Are there any plans for a fix for CUDA 11?

There has been a problem for a very long time. CUDA 11 is slower than CUDA 10.

GitHub - issue

My 5-year-old laptop with an Nvidia 940M (CUDA 10) video card works better than the 3070TI (CUDA 11) - This is nonsense!

For such a long time, this has not been fixed, that I already regretted that I bought the 3070ti

The issue is most likely not caused by CUDA, but cuDNN as described in this and other issues.
You could check the 1.9.0 binaries, which fixed some missing cutlass kernels while statically linking cuDNN, build from source with the latest release, or try the nightly binaries with cuDNN8.2.2.

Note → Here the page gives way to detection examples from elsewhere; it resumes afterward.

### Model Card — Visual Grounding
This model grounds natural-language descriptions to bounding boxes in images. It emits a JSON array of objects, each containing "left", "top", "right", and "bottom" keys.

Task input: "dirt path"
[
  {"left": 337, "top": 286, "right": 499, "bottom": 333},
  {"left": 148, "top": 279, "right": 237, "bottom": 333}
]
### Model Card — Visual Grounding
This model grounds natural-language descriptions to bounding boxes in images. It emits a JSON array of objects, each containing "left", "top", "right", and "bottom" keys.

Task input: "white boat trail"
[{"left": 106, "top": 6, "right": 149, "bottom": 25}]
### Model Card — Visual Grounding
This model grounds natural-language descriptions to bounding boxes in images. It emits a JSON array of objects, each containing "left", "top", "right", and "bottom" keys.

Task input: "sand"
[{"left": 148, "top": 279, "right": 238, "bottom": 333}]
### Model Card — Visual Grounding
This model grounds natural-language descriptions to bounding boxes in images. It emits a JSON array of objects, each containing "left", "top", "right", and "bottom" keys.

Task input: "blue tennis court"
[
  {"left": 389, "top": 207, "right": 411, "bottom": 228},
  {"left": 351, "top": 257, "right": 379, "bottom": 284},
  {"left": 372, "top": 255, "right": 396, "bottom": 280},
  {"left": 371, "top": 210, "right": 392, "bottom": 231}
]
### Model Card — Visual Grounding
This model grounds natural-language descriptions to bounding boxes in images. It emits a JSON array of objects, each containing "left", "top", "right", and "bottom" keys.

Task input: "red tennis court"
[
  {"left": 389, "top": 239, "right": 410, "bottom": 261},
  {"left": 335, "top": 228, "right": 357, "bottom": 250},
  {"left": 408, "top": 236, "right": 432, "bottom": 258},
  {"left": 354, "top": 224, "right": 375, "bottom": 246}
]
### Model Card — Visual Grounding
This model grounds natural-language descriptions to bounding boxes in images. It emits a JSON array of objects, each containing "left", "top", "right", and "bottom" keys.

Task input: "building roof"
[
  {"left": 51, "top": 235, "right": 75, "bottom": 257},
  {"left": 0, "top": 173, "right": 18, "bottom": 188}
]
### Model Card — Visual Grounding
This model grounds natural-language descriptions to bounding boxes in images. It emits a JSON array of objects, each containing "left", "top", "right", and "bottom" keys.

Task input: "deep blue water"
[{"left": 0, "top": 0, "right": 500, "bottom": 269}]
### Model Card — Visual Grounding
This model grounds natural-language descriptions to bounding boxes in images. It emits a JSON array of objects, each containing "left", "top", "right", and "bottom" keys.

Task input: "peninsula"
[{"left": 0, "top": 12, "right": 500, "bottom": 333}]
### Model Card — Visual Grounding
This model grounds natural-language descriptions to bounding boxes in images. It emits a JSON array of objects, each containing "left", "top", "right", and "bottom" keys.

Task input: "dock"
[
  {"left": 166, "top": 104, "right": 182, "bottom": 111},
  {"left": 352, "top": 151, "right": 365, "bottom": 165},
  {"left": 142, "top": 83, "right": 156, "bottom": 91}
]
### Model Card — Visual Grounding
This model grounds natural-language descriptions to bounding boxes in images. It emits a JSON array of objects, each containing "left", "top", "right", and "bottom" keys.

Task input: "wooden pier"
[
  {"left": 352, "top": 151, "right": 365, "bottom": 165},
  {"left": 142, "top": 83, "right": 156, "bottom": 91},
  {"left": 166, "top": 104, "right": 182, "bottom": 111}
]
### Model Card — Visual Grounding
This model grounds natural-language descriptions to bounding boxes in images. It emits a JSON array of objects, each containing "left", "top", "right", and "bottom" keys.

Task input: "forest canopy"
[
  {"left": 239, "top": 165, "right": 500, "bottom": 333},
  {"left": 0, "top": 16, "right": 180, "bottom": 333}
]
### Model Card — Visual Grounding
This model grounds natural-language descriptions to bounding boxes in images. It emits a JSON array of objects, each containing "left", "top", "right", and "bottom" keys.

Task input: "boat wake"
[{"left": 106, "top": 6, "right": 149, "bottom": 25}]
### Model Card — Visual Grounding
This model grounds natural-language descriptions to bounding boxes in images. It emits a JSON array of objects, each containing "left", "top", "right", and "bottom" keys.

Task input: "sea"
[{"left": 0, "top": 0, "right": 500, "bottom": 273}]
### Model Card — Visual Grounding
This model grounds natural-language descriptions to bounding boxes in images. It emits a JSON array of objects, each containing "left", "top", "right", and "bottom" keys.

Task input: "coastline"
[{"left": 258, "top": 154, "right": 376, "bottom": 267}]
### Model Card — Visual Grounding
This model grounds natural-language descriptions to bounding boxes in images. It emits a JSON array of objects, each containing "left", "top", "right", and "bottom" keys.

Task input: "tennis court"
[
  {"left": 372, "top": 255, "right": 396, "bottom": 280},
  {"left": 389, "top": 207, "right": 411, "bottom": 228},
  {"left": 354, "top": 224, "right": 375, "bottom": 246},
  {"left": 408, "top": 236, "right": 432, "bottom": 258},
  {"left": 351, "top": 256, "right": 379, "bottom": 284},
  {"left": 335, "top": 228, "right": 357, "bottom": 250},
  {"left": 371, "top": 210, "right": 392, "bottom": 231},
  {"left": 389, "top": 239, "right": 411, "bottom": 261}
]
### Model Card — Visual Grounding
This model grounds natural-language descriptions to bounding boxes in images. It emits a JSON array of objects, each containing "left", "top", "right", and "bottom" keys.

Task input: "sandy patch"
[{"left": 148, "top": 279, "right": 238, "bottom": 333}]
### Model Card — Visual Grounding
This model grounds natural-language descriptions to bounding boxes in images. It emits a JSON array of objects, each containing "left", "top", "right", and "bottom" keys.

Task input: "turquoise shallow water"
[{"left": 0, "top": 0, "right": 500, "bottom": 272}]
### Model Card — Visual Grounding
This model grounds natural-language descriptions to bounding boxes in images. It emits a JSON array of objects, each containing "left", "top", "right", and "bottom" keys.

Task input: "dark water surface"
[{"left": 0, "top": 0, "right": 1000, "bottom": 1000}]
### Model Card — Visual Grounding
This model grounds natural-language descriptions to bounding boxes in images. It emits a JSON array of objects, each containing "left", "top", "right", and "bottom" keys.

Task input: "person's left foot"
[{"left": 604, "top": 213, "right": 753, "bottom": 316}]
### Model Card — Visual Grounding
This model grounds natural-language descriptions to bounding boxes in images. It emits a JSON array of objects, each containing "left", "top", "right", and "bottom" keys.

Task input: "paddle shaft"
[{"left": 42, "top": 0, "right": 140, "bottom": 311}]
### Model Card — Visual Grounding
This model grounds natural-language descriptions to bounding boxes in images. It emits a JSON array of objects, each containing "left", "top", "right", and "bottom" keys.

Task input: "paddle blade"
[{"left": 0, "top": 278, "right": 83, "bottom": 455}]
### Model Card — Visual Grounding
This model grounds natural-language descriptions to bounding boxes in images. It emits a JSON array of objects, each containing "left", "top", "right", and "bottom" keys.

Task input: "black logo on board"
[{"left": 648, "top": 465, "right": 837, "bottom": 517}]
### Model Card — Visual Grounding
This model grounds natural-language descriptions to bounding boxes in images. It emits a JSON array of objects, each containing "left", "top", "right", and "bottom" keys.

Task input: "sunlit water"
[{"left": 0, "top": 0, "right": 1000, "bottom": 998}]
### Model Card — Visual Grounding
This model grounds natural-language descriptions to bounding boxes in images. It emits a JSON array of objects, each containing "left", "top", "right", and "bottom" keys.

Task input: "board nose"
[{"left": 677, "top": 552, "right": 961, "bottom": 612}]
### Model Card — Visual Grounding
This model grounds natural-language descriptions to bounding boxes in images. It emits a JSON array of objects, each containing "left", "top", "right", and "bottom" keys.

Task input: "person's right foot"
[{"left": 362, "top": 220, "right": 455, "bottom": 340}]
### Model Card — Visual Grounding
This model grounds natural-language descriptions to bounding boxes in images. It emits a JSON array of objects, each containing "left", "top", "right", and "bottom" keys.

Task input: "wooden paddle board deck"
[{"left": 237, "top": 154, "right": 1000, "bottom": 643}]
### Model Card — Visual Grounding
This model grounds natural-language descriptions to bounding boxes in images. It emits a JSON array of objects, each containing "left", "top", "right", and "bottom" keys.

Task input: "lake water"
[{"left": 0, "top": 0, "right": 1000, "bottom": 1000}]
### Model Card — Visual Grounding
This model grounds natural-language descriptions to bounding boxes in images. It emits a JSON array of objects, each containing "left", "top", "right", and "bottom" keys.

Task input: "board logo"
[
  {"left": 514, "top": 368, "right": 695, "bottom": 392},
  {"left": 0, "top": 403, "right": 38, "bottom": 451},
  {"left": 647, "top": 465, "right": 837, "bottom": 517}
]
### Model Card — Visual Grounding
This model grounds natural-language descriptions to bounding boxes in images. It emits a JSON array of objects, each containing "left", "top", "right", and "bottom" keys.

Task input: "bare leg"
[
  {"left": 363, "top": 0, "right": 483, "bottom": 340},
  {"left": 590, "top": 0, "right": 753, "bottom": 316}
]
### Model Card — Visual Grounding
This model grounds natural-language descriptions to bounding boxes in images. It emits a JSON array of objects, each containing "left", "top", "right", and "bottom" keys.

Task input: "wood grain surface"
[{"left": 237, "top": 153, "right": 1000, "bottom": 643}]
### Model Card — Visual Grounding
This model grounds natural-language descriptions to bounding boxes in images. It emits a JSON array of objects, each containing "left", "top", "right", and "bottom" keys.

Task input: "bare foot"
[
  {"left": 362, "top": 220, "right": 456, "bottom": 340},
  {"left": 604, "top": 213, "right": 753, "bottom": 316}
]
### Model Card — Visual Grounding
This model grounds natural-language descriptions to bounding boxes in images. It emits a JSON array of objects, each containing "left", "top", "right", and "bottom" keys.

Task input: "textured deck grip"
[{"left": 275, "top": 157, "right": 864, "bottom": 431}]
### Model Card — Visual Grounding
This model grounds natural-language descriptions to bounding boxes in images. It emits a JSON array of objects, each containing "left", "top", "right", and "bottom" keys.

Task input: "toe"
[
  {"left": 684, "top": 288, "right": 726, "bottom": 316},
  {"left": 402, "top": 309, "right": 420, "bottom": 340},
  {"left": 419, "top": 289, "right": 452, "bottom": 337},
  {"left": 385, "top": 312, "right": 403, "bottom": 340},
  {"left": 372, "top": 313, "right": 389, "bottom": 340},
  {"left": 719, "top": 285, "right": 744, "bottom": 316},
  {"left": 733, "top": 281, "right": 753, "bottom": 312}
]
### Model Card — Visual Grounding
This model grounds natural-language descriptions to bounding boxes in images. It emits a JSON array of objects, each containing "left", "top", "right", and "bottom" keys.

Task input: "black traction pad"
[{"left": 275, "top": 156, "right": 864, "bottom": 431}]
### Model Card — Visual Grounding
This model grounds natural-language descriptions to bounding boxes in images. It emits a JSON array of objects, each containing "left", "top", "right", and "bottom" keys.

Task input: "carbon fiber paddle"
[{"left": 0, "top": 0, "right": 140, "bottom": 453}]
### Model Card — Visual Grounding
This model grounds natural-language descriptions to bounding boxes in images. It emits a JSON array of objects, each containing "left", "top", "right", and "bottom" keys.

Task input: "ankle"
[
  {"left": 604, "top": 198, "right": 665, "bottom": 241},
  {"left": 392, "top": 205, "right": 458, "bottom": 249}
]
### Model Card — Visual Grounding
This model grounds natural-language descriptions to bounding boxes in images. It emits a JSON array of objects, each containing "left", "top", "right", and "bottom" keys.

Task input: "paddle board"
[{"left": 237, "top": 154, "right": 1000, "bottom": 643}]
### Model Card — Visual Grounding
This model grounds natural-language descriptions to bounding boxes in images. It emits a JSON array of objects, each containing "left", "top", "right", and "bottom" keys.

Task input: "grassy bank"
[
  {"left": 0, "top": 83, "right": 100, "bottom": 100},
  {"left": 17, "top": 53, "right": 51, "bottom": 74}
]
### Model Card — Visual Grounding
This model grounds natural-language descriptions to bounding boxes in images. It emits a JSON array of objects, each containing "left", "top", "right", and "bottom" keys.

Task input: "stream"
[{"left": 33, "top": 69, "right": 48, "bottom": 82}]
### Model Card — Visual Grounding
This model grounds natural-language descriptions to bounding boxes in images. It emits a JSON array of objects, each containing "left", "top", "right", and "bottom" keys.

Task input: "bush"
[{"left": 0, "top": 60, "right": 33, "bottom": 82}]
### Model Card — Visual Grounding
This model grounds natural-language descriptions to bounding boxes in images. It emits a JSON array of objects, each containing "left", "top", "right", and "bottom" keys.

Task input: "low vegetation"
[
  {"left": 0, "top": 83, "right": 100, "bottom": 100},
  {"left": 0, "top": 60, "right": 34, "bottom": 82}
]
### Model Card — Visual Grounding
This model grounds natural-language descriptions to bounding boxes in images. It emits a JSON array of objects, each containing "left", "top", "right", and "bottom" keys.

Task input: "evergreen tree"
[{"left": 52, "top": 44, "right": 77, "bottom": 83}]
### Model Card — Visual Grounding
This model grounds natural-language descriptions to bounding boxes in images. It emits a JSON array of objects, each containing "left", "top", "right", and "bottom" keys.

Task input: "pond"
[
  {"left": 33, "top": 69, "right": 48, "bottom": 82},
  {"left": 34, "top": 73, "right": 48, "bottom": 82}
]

I don’t really like doing these things. I’m just wondering when a ready-made library will be available (pip) with a fix for this problem.

Thanks for the answer!

I’m experiencing the same slowdown on our own CUDA code which is not related to cuDNN. We do use cuDNN also but the slowdown is more for our own kernels. Unfortunately we have to use CUDA11 to support Ampere in cuDNN and then took a 30-40% performance hit on our own code.

If the slowdown is caused in your custom CUDA code by updating the CUDA toolkit, I would recommend to post this issue in the NVIDIA discussion board so that the compiler devs are aware of it.

EDIT: In case you are seeing the slowdown in 11.2, could you update to >=11.2U2 and check the performance again? We were aware of an increase in local memory usage for 11.2 and 11.2U1, which was fixed in newer versions.